Fig. 3 is shown in the device for performing artificial neural network pre-training computing according to the present invention The example block diagram of the structure of main computing module 5.As shown in figure 3, main computing module 5 includes computing list Member 51, data dependence relation judging unit 52 and memory cell 53.

Memory cell 53 be used to caching the input data that main computing module 5 uses in calculating process and Output data, arithmetic element 51 completes the various calculation functions of main computing module 5, and data dependence is closed Be judging unit 52 be the read-write memory cell 53 of arithmetic element 51 port, deposited while ensure that The read-write uniformity of data in storage unit.Specifically, data dependence relation judging unit 52 judges still Whether there is between the data of the control signal that is not carried out and the control signal during being carrying out according to The relation of relying, if there is no, it is allowed to this group of control signal is launched immediately, otherwise needs to wait until the group control This control signal just allows to be sent out after the completion of all control signals that signal processed is relied on all are performed Penetrate.For example, all control signals for being sent to data dependence relation unit 52 can all be stored into data according to Rely in the instruction queue inside relation unit 52, in the queue, the model of the reading data of reading instruction Clashed if enclosing the write command forward with queue position and writing the scopes of data, the instruction must be waited It can be performed after being performed to the write command relied on.Meanwhile, data dependence relation judging unit 52 It also is responsible for that data will be read and is sent to by interconnecting modules 4 from computing module, and from computing module 6 Output data is transmitted directly to arithmetic element 51 by interconnecting modules 4.The finger that controller unit 2 is exported Order is sent to computing unit 51 and data dependence relation judging unit 52, to control its behavior.

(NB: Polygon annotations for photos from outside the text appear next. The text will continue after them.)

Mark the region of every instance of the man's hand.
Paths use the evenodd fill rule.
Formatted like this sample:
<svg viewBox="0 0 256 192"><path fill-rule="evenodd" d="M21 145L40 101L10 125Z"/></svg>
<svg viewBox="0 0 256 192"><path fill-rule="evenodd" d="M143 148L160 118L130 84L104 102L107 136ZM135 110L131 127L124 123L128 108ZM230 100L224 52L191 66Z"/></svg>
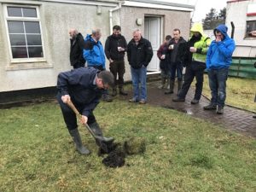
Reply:
<svg viewBox="0 0 256 192"><path fill-rule="evenodd" d="M61 96L61 100L64 103L67 103L67 102L71 102L70 96L65 95Z"/></svg>
<svg viewBox="0 0 256 192"><path fill-rule="evenodd" d="M221 42L221 38L220 38L220 37L218 37L218 36L217 36L216 37L216 40L215 40L216 42Z"/></svg>
<svg viewBox="0 0 256 192"><path fill-rule="evenodd" d="M82 118L80 119L80 123L85 125L87 124L87 121L88 121L88 118L84 115L82 115Z"/></svg>

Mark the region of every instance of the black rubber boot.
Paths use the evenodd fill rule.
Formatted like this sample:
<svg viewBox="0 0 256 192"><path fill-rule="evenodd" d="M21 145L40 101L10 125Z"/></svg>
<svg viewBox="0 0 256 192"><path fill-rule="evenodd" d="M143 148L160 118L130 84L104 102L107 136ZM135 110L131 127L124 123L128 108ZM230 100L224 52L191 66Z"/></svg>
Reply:
<svg viewBox="0 0 256 192"><path fill-rule="evenodd" d="M126 93L125 90L124 90L124 87L119 87L119 94L121 96L127 96L128 93Z"/></svg>
<svg viewBox="0 0 256 192"><path fill-rule="evenodd" d="M102 131L100 128L99 125L97 122L94 122L92 124L88 125L90 126L90 128L91 129L91 131L94 132L94 134L97 137L98 139L103 141L103 142L112 142L114 139L111 137L106 137L103 136Z"/></svg>
<svg viewBox="0 0 256 192"><path fill-rule="evenodd" d="M102 94L102 101L111 102L113 101L113 98L109 94Z"/></svg>
<svg viewBox="0 0 256 192"><path fill-rule="evenodd" d="M90 154L90 150L88 150L84 146L83 146L79 131L78 128L74 130L69 130L69 134L71 135L74 143L76 144L76 148L81 154Z"/></svg>
<svg viewBox="0 0 256 192"><path fill-rule="evenodd" d="M116 90L116 87L114 87L114 88L113 88L113 90L112 90L112 94L111 94L111 96L115 96L117 95L117 90Z"/></svg>
<svg viewBox="0 0 256 192"><path fill-rule="evenodd" d="M184 98L181 98L179 96L177 96L175 98L172 99L172 102L185 102L185 99Z"/></svg>
<svg viewBox="0 0 256 192"><path fill-rule="evenodd" d="M161 78L161 84L158 87L159 89L164 89L166 85L166 78ZM167 86L168 86L168 81L167 81Z"/></svg>
<svg viewBox="0 0 256 192"><path fill-rule="evenodd" d="M214 105L212 103L210 103L209 105L204 106L204 110L216 110L217 105Z"/></svg>
<svg viewBox="0 0 256 192"><path fill-rule="evenodd" d="M183 86L183 80L177 80L177 94L179 93L179 90L181 90Z"/></svg>
<svg viewBox="0 0 256 192"><path fill-rule="evenodd" d="M173 93L174 82L174 80L170 80L170 89L165 91L166 95Z"/></svg>

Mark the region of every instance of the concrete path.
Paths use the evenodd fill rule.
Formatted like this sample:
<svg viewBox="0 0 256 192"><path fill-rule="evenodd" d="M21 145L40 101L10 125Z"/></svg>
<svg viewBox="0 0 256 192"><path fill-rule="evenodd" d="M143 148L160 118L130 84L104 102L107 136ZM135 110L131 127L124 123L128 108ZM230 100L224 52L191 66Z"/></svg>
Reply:
<svg viewBox="0 0 256 192"><path fill-rule="evenodd" d="M195 93L192 88L189 89L184 102L174 102L172 99L176 96L177 88L175 88L174 94L165 95L164 90L157 88L160 82L148 83L148 104L176 109L186 113L188 115L223 125L226 129L256 137L256 119L253 118L253 113L229 106L224 107L224 114L216 114L215 111L205 111L203 107L209 103L209 100L205 96L201 96L198 104L190 104ZM121 96L120 98L128 101L131 95L131 90L129 90L128 96Z"/></svg>

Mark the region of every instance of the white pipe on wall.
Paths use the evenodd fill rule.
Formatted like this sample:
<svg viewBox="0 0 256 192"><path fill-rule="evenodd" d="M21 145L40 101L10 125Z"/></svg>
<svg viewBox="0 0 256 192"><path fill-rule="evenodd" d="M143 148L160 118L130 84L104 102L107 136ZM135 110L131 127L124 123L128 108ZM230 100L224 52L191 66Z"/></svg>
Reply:
<svg viewBox="0 0 256 192"><path fill-rule="evenodd" d="M112 15L112 13L113 11L120 9L121 7L122 7L122 3L119 2L119 5L117 7L115 7L115 8L109 10L109 34L110 35L112 34L112 27L113 27L113 15Z"/></svg>

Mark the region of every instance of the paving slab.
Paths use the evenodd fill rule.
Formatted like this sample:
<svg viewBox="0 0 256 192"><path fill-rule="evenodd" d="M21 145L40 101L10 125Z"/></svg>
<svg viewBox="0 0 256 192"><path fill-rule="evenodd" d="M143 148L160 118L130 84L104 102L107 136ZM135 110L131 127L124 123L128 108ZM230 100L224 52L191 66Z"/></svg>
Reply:
<svg viewBox="0 0 256 192"><path fill-rule="evenodd" d="M198 104L191 104L190 102L195 94L195 90L192 87L190 87L184 102L174 102L172 100L177 96L177 87L174 88L173 94L165 95L165 90L158 89L159 84L160 81L148 83L147 104L175 109L193 117L209 120L243 135L256 137L256 119L253 118L253 113L252 112L231 106L224 107L224 114L217 114L215 111L203 110L203 107L209 103L209 100L202 96ZM120 96L120 98L128 101L132 96L132 90L130 90L128 92L127 96Z"/></svg>

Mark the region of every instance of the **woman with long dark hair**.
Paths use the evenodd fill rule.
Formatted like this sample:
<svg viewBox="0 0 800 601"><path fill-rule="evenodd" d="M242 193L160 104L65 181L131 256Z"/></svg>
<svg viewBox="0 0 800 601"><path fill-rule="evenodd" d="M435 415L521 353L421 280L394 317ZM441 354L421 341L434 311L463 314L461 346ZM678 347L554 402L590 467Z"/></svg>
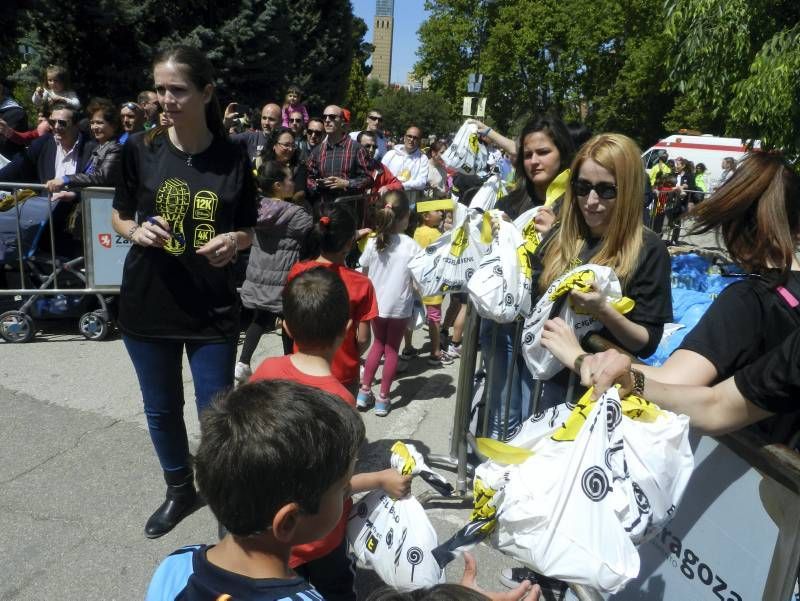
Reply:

Fig. 4 is shown in the device for performing artificial neural network pre-training according to the present invention from fortune Calculate the example block diagram of the structure of module 6.As shown in figure 4, each include computing list from computing module 6 Member 61, data dependence relation judging unit 62, the first memory cell 63, the second memory cell 64 With the 3rd memory cell 65.

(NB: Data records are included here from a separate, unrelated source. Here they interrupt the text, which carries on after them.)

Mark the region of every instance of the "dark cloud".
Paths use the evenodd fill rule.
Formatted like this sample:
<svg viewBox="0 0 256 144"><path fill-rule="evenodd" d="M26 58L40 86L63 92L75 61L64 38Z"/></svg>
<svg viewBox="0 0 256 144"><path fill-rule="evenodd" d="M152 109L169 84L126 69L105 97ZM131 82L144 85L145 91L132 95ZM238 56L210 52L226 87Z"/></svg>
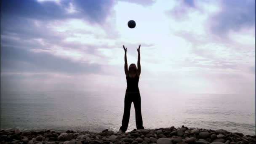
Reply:
<svg viewBox="0 0 256 144"><path fill-rule="evenodd" d="M229 30L255 27L255 0L221 0L221 11L211 18L211 29L217 35Z"/></svg>
<svg viewBox="0 0 256 144"><path fill-rule="evenodd" d="M71 74L98 73L101 66L76 63L47 53L1 47L1 72L59 72Z"/></svg>

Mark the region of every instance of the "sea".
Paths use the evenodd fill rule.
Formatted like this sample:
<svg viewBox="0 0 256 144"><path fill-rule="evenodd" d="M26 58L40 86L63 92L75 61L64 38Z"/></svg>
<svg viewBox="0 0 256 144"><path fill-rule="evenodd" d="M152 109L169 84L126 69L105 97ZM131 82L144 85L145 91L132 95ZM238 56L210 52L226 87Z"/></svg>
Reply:
<svg viewBox="0 0 256 144"><path fill-rule="evenodd" d="M140 93L145 128L184 125L255 135L255 95ZM117 131L125 95L125 91L1 93L0 129ZM136 128L132 104L127 131Z"/></svg>

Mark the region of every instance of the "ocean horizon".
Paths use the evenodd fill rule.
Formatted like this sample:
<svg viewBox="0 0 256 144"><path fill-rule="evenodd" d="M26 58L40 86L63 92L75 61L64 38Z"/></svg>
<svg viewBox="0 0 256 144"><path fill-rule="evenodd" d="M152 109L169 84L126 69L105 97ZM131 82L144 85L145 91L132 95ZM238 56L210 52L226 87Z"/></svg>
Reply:
<svg viewBox="0 0 256 144"><path fill-rule="evenodd" d="M123 114L124 92L1 93L1 129L117 131ZM146 129L223 129L255 134L255 99L232 94L171 94L141 91ZM132 104L127 131L136 128Z"/></svg>

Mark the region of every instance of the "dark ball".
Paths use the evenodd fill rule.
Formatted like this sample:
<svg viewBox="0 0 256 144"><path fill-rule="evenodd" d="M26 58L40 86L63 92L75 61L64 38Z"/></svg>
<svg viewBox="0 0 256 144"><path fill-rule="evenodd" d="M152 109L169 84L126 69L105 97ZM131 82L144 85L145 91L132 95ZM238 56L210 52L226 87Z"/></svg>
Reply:
<svg viewBox="0 0 256 144"><path fill-rule="evenodd" d="M135 21L133 20L130 20L128 21L128 27L131 29L134 28L136 26Z"/></svg>

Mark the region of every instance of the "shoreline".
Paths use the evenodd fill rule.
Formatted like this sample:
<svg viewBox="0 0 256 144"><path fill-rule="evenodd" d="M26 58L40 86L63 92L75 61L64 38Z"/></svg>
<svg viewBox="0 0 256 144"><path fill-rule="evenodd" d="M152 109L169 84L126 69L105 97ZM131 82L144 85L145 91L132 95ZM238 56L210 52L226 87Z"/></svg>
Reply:
<svg viewBox="0 0 256 144"><path fill-rule="evenodd" d="M0 131L1 144L255 144L256 136L239 132L218 130L181 128L134 129L121 134L107 129L99 132L88 131L62 131L50 130L24 130L19 129Z"/></svg>

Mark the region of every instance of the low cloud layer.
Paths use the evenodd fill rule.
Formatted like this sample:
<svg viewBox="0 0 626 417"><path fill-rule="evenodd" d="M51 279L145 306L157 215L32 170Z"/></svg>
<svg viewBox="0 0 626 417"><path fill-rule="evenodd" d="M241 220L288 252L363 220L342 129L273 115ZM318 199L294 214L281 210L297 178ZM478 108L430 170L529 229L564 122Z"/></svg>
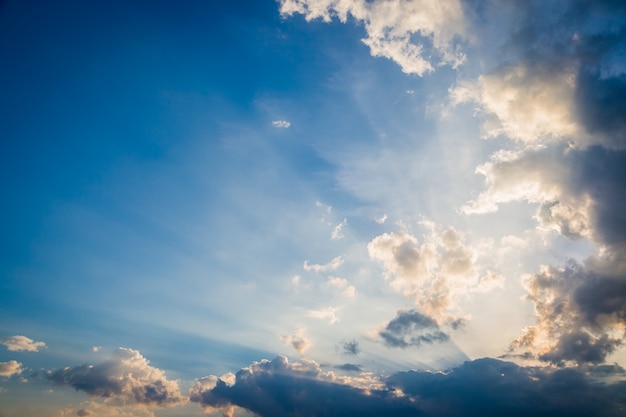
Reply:
<svg viewBox="0 0 626 417"><path fill-rule="evenodd" d="M620 416L624 382L591 383L573 369L523 368L479 359L447 373L402 372L361 389L314 362L278 357L237 372L235 380L198 380L191 401L211 410L237 406L259 416Z"/></svg>
<svg viewBox="0 0 626 417"><path fill-rule="evenodd" d="M21 374L22 371L22 364L18 361L0 362L0 376L9 378Z"/></svg>
<svg viewBox="0 0 626 417"><path fill-rule="evenodd" d="M184 402L178 383L149 365L138 351L119 348L98 365L66 367L50 372L56 385L68 385L112 405L135 403L163 407Z"/></svg>
<svg viewBox="0 0 626 417"><path fill-rule="evenodd" d="M2 344L6 346L7 349L20 352L38 352L39 349L43 349L46 347L44 342L36 342L33 339L30 339L26 336L11 336L2 340Z"/></svg>

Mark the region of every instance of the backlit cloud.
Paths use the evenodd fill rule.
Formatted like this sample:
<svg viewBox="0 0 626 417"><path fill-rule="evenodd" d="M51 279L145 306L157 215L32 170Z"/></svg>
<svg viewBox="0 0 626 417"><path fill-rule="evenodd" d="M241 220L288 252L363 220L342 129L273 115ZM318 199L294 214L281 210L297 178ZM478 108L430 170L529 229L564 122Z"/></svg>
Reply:
<svg viewBox="0 0 626 417"><path fill-rule="evenodd" d="M98 365L66 367L50 372L56 385L68 385L111 405L135 403L164 407L185 401L178 383L149 365L138 351L118 348L110 359Z"/></svg>
<svg viewBox="0 0 626 417"><path fill-rule="evenodd" d="M365 26L363 43L371 54L395 61L405 73L423 75L465 60L459 38L466 36L467 24L460 1L280 0L280 12L325 22L353 18Z"/></svg>
<svg viewBox="0 0 626 417"><path fill-rule="evenodd" d="M401 372L371 381L369 389L324 372L313 361L289 363L285 357L241 369L234 383L216 377L211 381L197 383L191 400L211 409L237 406L262 417L608 417L620 415L626 404L617 395L623 383L591 383L576 370L523 368L495 359L466 362L447 373Z"/></svg>
<svg viewBox="0 0 626 417"><path fill-rule="evenodd" d="M291 123L287 120L274 120L272 122L272 126L279 129L287 129L289 126L291 126Z"/></svg>
<svg viewBox="0 0 626 417"><path fill-rule="evenodd" d="M8 378L13 375L19 375L22 371L22 364L18 361L0 362L0 376Z"/></svg>
<svg viewBox="0 0 626 417"><path fill-rule="evenodd" d="M6 346L7 349L14 352L38 352L39 349L46 347L46 344L44 342L35 342L33 339L30 339L26 336L7 337L6 339L2 340L2 344Z"/></svg>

Arithmetic element 61 receives the control signal that sends of controller unit 2 and carries out arithmetic logic computing.

Data dependence relation judging unit 62 is responsible for the read-write operation to buffer unit in calculating process. Data dependence relation judging unit 62 ensures that uniformity conflict is not present in the read-write to buffer unit.Example Such as, all control signals for being sent to data dependence relation unit 62 can all be stored into data dependence relation In instruction queue inside unit 62, in the queue, if the scope of the reading data of reading instruction Forward write command is write the scopes of data and clashed with queue position, then the instruction must when institute according to Bad write command can be performed after being performed.

First memory cell 63 caches the input neuron vector in each phase processSingle order hidden layer MedianSingle order visible layer medianSingle order hidden layer medianAnd the calculating of each stage Input vector and weight matrix dot product result.

Second memory cell 64 caches the weight data that this needs from computing module 6 in calculating process. For each from computing module, all it can only store in weight matrix with that should be stored from computing module 6 The corresponding row of scalar data.

3rd memory cell 65 caches the corresponding weights needed from computing module during weights are updated Gradient data.The weight data that each weights gradient data stored from computing module 6 is stored with it It is corresponding.

From computing module 6 realize artificial neural network self study pre-training during first three stage pipeline The renewal of first half and the last stage formula (1) weights.

, will be preceding triphasic by taking the pre-training of artificial neural network depth belief network (DBN) as an example Weight matrix(or) and input neuron vectorMultiplication can be divided into it is incoherent simultaneously Row calculates subtask.In first and third stage, each identical input vector is utilized from computing module 6 Value, the corresponding weights of components different with output vector carry out dot product multiplying, respectively obtain output In vector the corresponding part of different components and, it is repeatedly cumulative after obtain its respective corresponding output component this A little parts and it is combined into a complete local induction domain vector step by step in interconnecting modules 4.Each from computing Module 6 only needs to calculate this module correspondence output neuron value and locally induces domain accordingly.No Same local induction domain component is combined into a complete part and induces domain vector to pass step by step in interconnecting modules 4 It is defeated by main computing module and carries out activation primitive and subsequent sampling.In second stage, each from computing The single order hidden layer median vector that module 6 calculates inputIn corresponding part scalar sum weight matrixThe product of corresponding row, obtained each output vector is one of final result and treats cumulative portion Point and, these parts obtain last result with being added two-by-two step by step in interconnecting modules.Each from fortune Calculate module 6 calculate the local induction domain of output single order visible layer vector part and, all part and Summation operation is completed in interconnecting modules 4 and obtains last local induction domain.Preceding three phases are calculated and obtained Median is used to update weight, and output of the main computing module 5 based on preceding three phases computing carries out follow-up Computing draws weight updated value.In last stage, updated from computing module 5 according to formula (1) Weight can also be divided into three small steps：

1. each single order hidden layer median vector that input is calculated from computing module 6With input nerve MemberIn corresponding part scalar product median；

2. each single order hidden layer median vector that input is calculated from computing module 6It is visible with single order Layer vectorIn corresponding part scalar product, and calculate and the first small stage median vector difference Value；

3. the product of each difference and learning rate for calculating for the second small stage from computing module 6, is weighed Weight updated value, afterwards and weightCarry out vector subtraction, the weight after being updated.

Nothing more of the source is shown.